Advanced synchronous adenoma but not simple adenoma predicts the future development of metachronous neoplasia in patients with resected colorectal cancer.
ABSTRACT Patients with resected colorectal cancer remain at a high risk for developing metachronous neoplasia in the remnant colorectum. The aim of this study was to identify baseline clinical and colonoscopic features predictive of metachronous neoplasia after curative resection of colorectal cancer.
The baseline clinical and colonoscopic data and follow-up details of 503 patients who had colonoscopic surveillance after curative colorectal resection between January 2000 and October 2005 in a single tertiary institution were analyzed. Univariate and multivariate analyses were done to identify risk factors for metachronous adenoma.

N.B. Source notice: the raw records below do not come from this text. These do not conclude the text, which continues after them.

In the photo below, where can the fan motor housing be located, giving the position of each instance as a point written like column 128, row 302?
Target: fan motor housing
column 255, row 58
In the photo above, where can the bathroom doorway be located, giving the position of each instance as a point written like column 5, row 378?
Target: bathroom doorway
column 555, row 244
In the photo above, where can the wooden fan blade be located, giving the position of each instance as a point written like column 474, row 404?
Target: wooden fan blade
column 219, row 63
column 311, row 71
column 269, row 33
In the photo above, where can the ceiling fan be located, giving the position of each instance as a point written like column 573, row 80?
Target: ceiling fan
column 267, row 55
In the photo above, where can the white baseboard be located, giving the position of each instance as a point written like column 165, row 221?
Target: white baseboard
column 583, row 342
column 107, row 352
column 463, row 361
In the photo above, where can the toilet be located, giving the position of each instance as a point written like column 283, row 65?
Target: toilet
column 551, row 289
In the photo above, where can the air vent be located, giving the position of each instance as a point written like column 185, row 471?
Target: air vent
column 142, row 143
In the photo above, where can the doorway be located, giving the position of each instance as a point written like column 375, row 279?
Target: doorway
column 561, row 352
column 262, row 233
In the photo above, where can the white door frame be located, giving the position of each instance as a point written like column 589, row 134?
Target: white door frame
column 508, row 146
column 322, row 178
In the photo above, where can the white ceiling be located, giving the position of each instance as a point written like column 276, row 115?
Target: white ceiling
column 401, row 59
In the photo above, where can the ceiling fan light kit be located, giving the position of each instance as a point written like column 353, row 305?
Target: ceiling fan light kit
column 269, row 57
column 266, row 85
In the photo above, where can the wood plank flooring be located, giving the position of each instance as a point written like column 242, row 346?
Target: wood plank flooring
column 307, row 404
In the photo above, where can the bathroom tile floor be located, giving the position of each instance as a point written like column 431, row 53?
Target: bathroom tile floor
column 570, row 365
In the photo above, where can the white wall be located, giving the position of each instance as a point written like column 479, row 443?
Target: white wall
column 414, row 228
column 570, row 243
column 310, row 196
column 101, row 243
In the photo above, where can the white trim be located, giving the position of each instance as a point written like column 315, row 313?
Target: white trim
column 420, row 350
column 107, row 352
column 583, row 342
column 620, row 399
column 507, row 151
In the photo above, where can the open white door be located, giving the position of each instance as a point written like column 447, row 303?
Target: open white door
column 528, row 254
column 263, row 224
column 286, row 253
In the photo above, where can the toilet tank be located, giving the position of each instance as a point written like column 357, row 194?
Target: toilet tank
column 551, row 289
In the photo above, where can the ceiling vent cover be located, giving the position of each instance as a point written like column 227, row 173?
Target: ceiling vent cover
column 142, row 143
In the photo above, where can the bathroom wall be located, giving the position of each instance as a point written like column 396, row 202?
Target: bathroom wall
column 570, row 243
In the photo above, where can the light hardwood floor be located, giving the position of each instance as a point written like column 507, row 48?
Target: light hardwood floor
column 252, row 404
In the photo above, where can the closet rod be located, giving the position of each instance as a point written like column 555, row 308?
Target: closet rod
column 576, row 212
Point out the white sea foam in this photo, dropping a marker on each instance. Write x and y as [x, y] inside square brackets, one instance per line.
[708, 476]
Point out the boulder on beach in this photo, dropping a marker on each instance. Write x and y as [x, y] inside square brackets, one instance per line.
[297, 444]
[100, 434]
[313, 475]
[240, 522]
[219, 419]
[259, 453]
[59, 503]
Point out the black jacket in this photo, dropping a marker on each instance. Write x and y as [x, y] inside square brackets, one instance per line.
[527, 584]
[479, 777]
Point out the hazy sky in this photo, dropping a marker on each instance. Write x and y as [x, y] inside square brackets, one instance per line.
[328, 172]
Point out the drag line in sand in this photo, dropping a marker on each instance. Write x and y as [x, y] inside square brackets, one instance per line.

Metachronous adenomas were diagnosed in 176 patients (35.0%) and advanced adenomas in 39 (7.8%) during the follow-up period (35.7+/-20.9 mo). Among the clinical and colonoscopic factors at baseline, advanced age (> or = 60 y) (odds ratio (OR)=3.64; 95% confidence intervals (CI), 1.55-8.52), the presence of advanced synchronous adenoma (OR=4.38; 95% CI, 1.77-10.85), and longer total follow-up period (OR=1.03; 95% CI, 1.01-1.04) were independently correlated with developing advanced metachronous adenoma. Patients who had synchronous tubular adenoma without advanced features at baseline were not found to have an increased risk for future development of advanced metachronous adenoma compared with those in the synchronous adenoma-free group (OR=1.75; 95% CI, 0.69-4.43, P=0.650).
Our data showed that patients with advanced synchronous adenoma at baseline were identified to have an increased risk of advanced metachronous neoplasia during a longer follow-up period but those with tubular adenoma without advanced features at baseline were not.